If you’ve ever thought about investing but haven’t taken the leap just yet, this may be your sign to do so.
Aussie companies will be paying out more than $36 billion in dividends in the coming weeks after a positive reporting season.
Since late January, listed companies have been paying out dividends to shareholders. In fact, around $4.3 billion has been paid out so far, according to CommSec.
But the distributions are going to ramp up in the coming weeks, reaching a peak in the week beginning 28 March.
CommSec said while the $36 billion number was massive, it was actually lower than the previous reporting season in August 2021, where Aussie investors took home $41 billion.
What is reporting season?
Reporting season is a period of time when the majority of publicly listed companies release their quarterly earnings reports – updating the public on their performance.
It is during this time that companies will also decide how much money they will pay their shareholders per share – this is known as a dividend.
For example, Commonwealth Bank of Australia’s (CBA) most recent dividend was $0.94 per share.
So, if you owned 100 CBA shares you would receive a dividend of $94.
Reporting season is generally one of the most anticipated times for investors and analysts alike with a slew of expectations, forecasts and results that beat or miss those expert analyses.
How did ASX companies perform this reporting season?
CommSec chief economist Craig James said Australian companies performed pretty well considering the circumstances.
“Overall, we concluded that the reporting season was encouraging. While expenses or costs were up as expected, so were revenues,” he said.
“As a result, aggregate profits and cash levels continued to rise.”
Around 88 per cent of the 138 ASX companies that reported their half-year results posted a profit – which was the most in two years.
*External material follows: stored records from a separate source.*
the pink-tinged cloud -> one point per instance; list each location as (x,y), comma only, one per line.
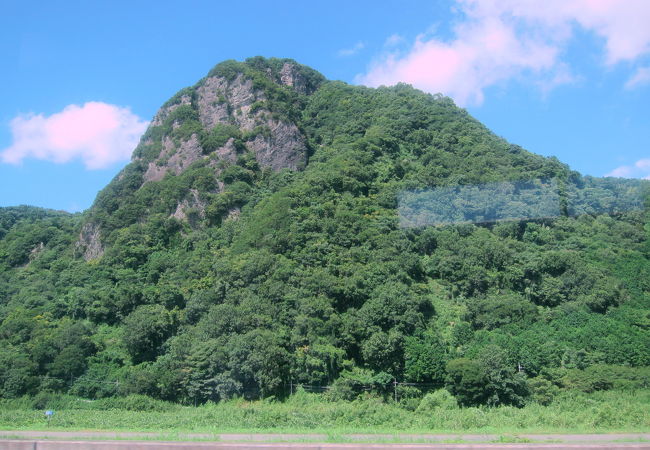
(98,133)
(640,169)
(500,40)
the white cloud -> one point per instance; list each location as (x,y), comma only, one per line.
(499,40)
(640,169)
(98,133)
(640,77)
(356,48)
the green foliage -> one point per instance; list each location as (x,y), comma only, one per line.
(145,330)
(225,279)
(433,401)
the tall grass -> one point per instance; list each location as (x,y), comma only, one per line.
(572,412)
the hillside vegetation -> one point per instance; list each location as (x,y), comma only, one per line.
(253,244)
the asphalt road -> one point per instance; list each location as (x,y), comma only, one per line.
(29,444)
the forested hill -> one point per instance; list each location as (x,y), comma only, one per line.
(254,243)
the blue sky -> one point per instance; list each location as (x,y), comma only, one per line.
(560,77)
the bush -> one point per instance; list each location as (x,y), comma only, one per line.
(440,399)
(135,402)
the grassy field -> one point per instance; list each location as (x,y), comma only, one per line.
(308,413)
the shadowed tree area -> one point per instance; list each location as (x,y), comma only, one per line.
(232,279)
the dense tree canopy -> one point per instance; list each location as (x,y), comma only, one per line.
(305,276)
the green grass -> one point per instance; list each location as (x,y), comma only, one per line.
(308,413)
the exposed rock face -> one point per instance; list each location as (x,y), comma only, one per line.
(212,103)
(173,159)
(89,242)
(163,112)
(33,254)
(291,76)
(232,111)
(191,208)
(219,101)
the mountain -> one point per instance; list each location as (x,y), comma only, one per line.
(254,242)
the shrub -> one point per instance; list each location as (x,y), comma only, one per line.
(440,399)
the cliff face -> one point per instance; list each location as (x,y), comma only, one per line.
(239,109)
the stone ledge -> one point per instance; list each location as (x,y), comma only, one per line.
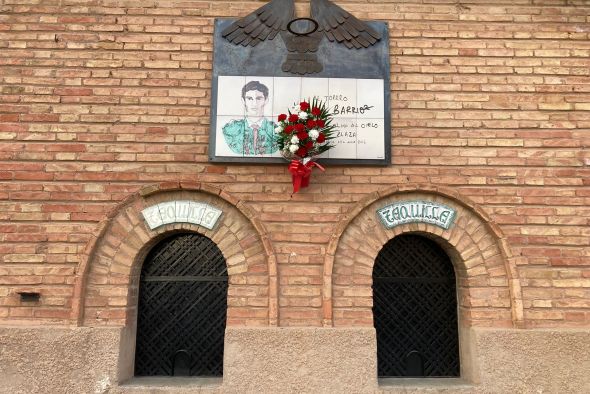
(455,385)
(156,384)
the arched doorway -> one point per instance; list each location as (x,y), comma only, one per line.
(182,308)
(415,309)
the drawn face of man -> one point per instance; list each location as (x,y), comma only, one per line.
(254,102)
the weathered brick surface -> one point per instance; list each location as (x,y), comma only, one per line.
(99,98)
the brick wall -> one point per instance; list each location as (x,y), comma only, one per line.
(100,98)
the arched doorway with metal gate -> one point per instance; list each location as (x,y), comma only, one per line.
(182,308)
(415,309)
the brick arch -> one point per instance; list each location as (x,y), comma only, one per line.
(487,280)
(107,280)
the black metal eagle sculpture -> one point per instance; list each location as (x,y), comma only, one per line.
(327,19)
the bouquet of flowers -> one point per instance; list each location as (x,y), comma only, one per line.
(302,135)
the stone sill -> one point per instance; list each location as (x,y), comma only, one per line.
(173,382)
(425,383)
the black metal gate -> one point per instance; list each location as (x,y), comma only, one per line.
(415,309)
(182,309)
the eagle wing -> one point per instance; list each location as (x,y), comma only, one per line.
(264,23)
(340,26)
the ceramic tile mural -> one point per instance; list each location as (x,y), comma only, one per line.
(247,108)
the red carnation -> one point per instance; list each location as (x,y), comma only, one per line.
(302,135)
(301,152)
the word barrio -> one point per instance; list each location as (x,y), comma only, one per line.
(417,211)
(302,136)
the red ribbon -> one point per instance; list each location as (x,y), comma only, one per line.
(300,173)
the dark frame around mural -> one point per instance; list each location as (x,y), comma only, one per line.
(265,59)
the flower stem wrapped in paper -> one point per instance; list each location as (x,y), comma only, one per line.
(302,135)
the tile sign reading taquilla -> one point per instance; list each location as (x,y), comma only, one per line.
(417,212)
(181,212)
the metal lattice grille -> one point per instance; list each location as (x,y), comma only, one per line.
(415,309)
(182,309)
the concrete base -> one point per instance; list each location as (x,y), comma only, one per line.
(293,360)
Around 67 per cent of companies saw profits increase and cash levels lifted to record highs.
“The profit results have been recorded at a time of mixed operating conditions,” James said.
“Interest rates were at record lows and stimulus from federal, state and territory governments continued to work their way through the economy.
“But there were more lockdowns and COVID restrictions, especially in the south-east of the country.
“Supply chain issues caused production delays and higher costs and prices.”
However, James said the reopening of business and easing of restrictions gave companies the boost they needed.
“It is clear that corporate Australia faced decidedly mixed conditions in 2021, especially over the final six months of the year,” he said.
“But while companies were well placed to issue dividends, companies have displayed caution.”